そして、迎えた今季は開幕一軍を果たし、4月18日の楽天戦の3回に早川隆久からプロ初本塁打を放つと、8回に今度は藤平尚真から2号ソロ。寺地はこの時点で19歳7カ月だったのですが、10代の捕手が1試合2本塁打を放つのは57年の山本八郎(東映)、80年の香川伸行(南海)、06年の炭谷銀仁朗(西武)に次いでプロ野球4人目の記録となったのです。

No.11 寺地隆成(ロ)
No.11 寺地隆成(ロ)

この記録を最初にマークした山本は高卒2年目から四番を打った強打者でしたが、“ケンカはち”の異名を取るほど闘志あふれる選手で、58年の試合中に審判に暴力をふるって出場停止処分が下ったのですが、ファンからの署名活動もあって(それだけ人気があったということですね)復帰がかないます。しかし、翌59年に今度は試合中に相手選手に暴力をふるい、再び出場停止処分となります。この際には山本は山寺にこもって修行して反省の姿勢を見せ、後に処分が解除されます。

このように大変ユニークな選手ゆえに、ぜひとも山本のカードを作りたかったのですが、消息不明で連絡が付かず、カード化はかないませんでした。
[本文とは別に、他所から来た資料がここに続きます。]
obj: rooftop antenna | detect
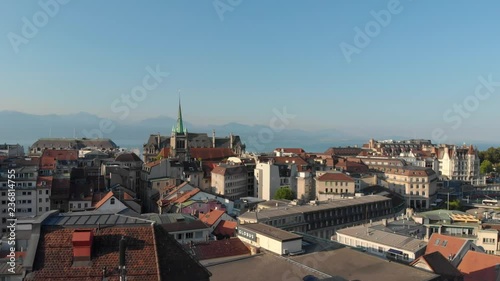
[118,236,127,281]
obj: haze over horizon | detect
[0,0,500,143]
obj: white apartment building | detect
[437,145,480,182]
[0,143,24,157]
[383,166,438,209]
[211,164,248,200]
[0,166,39,235]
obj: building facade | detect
[211,164,248,200]
[382,166,438,209]
[143,101,245,163]
[238,195,393,239]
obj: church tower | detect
[170,97,190,161]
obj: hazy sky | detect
[0,0,500,140]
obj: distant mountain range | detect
[0,111,498,152]
[0,111,367,152]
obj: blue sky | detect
[0,0,500,141]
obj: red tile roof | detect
[273,156,308,165]
[172,188,201,204]
[186,238,250,260]
[200,210,226,226]
[318,173,354,182]
[36,176,53,188]
[274,148,306,154]
[214,220,238,237]
[25,225,210,281]
[41,149,78,161]
[94,191,114,209]
[425,233,467,258]
[458,251,500,281]
[189,147,236,160]
[159,147,236,161]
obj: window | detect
[483,238,495,244]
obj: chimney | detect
[72,229,94,264]
[119,236,127,281]
[229,133,234,149]
[212,129,215,148]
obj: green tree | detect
[480,160,493,175]
[479,147,500,164]
[274,186,295,200]
[450,200,462,210]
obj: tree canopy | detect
[481,160,493,175]
[274,186,295,200]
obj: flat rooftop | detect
[337,222,427,252]
[207,248,439,281]
[239,195,391,220]
[238,223,302,242]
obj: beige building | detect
[436,145,480,183]
[238,223,303,255]
[382,166,438,209]
[476,229,500,255]
[238,195,393,239]
[212,164,248,200]
[337,220,427,263]
[297,171,315,201]
[316,172,356,201]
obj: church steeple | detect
[175,93,185,134]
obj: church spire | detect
[175,90,185,134]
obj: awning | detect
[387,249,403,256]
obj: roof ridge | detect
[151,222,161,281]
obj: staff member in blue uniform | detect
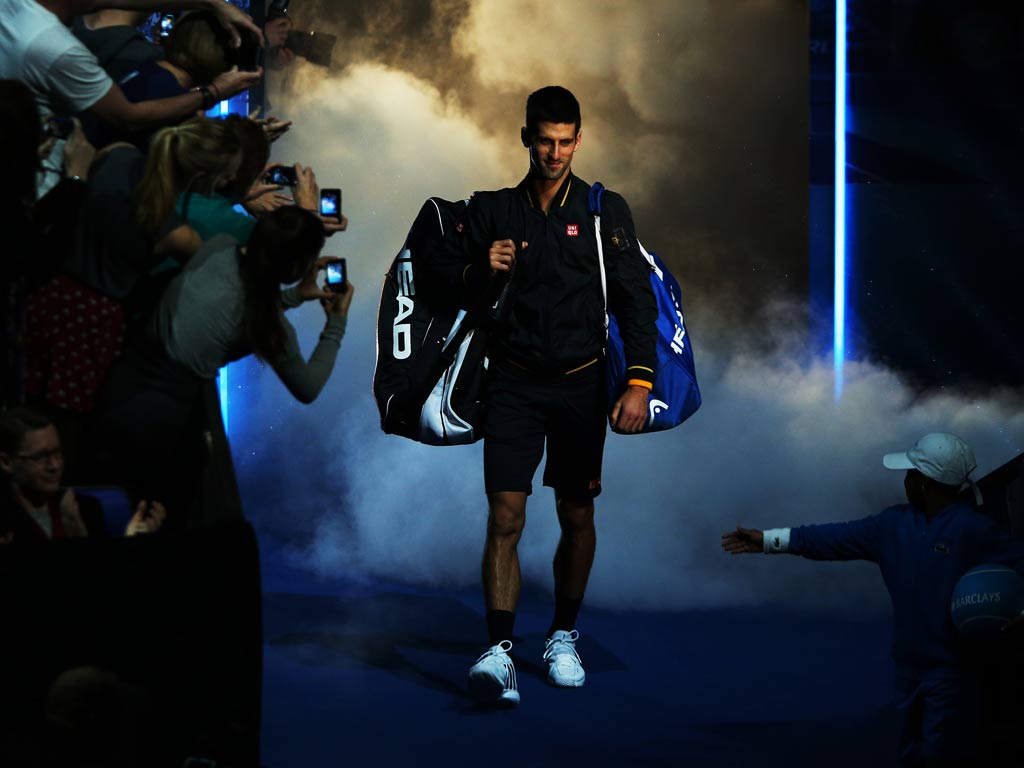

そこで、同記録の2人目、香川と寺地をカップリングすることになりました。同選手は甲子園で5本塁打を放った強打者で巨大な体躯で“ドカベン”の異名を取った人気者でした。同氏は14年にお亡くなりになったのですが、ご遺族の許諾を得てカードを制作することになりました。

No.12 香川伸行(南)
No.12 香川伸行(南)

それにしても、今季の寺地の活躍はめざましいものがありました。昨年のベストナイン捕手・佐藤都志也の不調もあって、正捕手の座をもぎ取ると、時にクリーンアップにも起用されるなど活躍。高卒2年目にして規定打席に到達して、リーグ17位の打率.256をマークしました。来季以降の成長が楽しみですね。



当コラムは、これまで「週刊ベースボール」の「Curutural Review」のページに掲載されていたカードのコラムを転載していたのですが、2001年春から続いていたこの連載が2024年4月1日号をもって終了しました。今後、当コラム「カード春秋」(※)はBBMカードサイトのオリジナルコラムとして続けていこうと考えておりますので、よろしくお願い致します。

※「カード春秋」というタイトルは、わたしの出身校・香川県立高松高校(旧制・高松中)の大先輩にして、文藝春秋社の創設者である菊池寛先生へのオマージュなのです。